To prepare a well for production of hydrocarbons, various operations are performed, including drilling and completion operations. In drilling a well, a drill bit is carried on the end of a drill pipe. In completing a well, various operations may be performed by carrying tools down on a tubing string (e.g., a coiled tubing or jointed tubing). As used here, the term “tubing string” is used to denote a rigid conveyance mechanism or structure, such as a coiled tubing or drill pipe, that can be used to carry tools or fluids into a wellbore.
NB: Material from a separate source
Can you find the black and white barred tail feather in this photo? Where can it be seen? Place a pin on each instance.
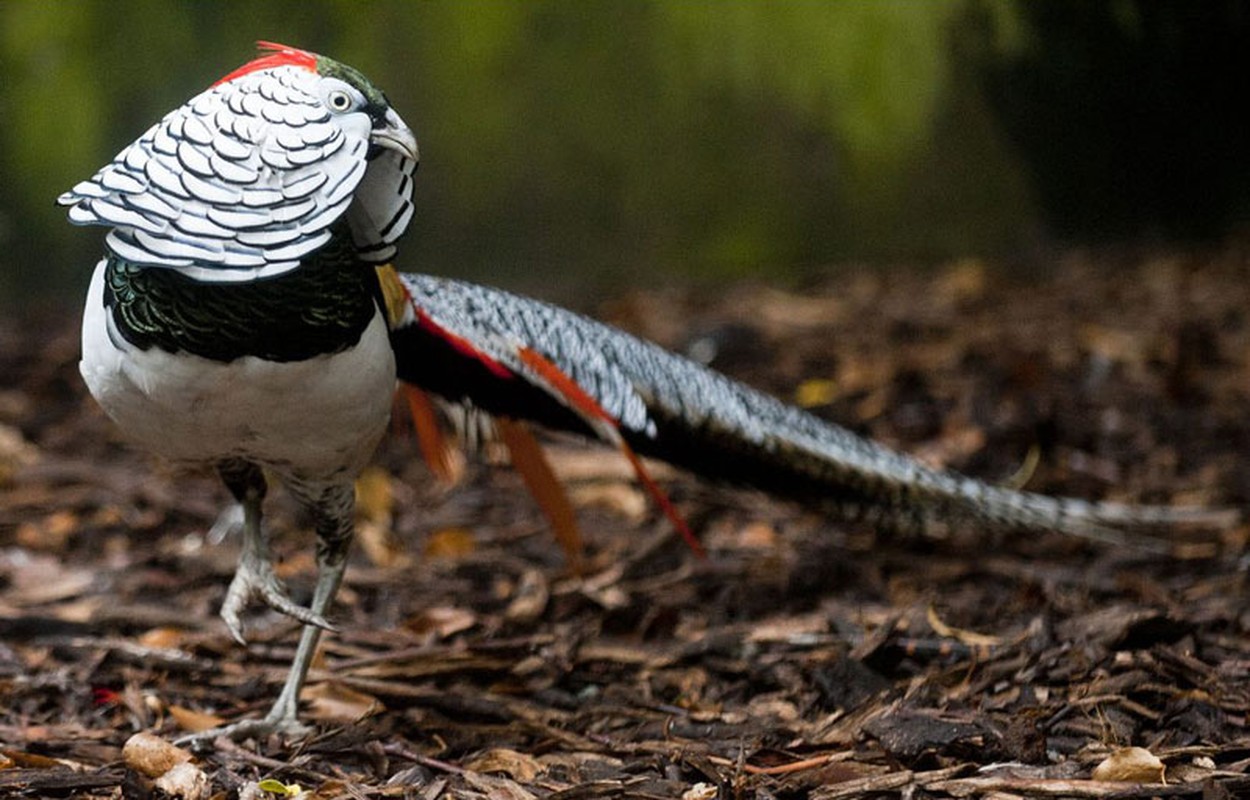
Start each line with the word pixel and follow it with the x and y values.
pixel 466 343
More recently, many deviated or extended reach wells have been drilled to facilitate the recovery of hydrocarbons. Extended reach wells have proven to be able to increase the recovery rate of hydrocarbons while reducing the operational cost. Generally, the deeper an extended reach well can be drilled or serviced, the higher the economic benefit. Despite many technical advances in the area of extended reach technology, challenges remain in drilling or servicing extended reach wells.
For a given extended or deviated well, the reach of a tool carried on a tubing string is limited by the propensity of the tubing string to lock up. As a tubing string is run into a wellbore, it has to overcome the frictional force between the tubing string and the wall of the wellbore. The longer the length of the tubing string that is run into the wellbore, the greater the frictional force that is developed between the tubing string and the wellbore wall. When the frictional force becomes large enough, it will cause the tubing string to buckle, first into a sinusoidal shape and then into a helical shape. After helical buckling occurs, continuing to run the tubing string into the wellbore will eventually lead to a stage where further pushing of the tubing string will not result in further advancement of the tubing string. Such a stage is referred to as tubing string lockup. The depth of tubing string lockup defines the maximum depth a tool or fluid can be delivered in the well.
Various factors affect (directly or indirectly) the maximum depth that a tubing string can be run into a wellbore. One factor is the friction coefficient between the tubing string and the wellbore. Another factor is the normal contact force between the tubing string and the wellbore, which is dependent on the weight of the tubing string and the stiffness of the tubing string. Generally, a lower friction coefficient or lower tubing string weight usually indicates that the tubing string can extend further into the wellbore. Also, higher bending stiffness tends to delay the occurrence of buckling, which extends the reach of the tubing string into the wellbore.
Various solutions have been attempted or implemented to extend the reach of a tubing string in a wellbore. One is to reduce the contact force between the tubing and the wellbore, such as by using different fluids inside and outside the tubing to reduce the buoyancy weight of the tubing or by using a more light-weight material for the tubing. Another technique is to delay or prevent the onset of helical buckling, which can be achieved by using larger diameter tubing. However, this increases the weight of the string and reduces flexibility in operation. Yet another approach uses a tractor to pull tubing into the well by applying a tractor load at the lower end of the tubing. Other approaches employ vibration to aid in friction reduction.
However, despite the various solutions that have been proposed or implemented, a need continues to exist for an improved method and apparatus to improve the reach of a string in a wellbore.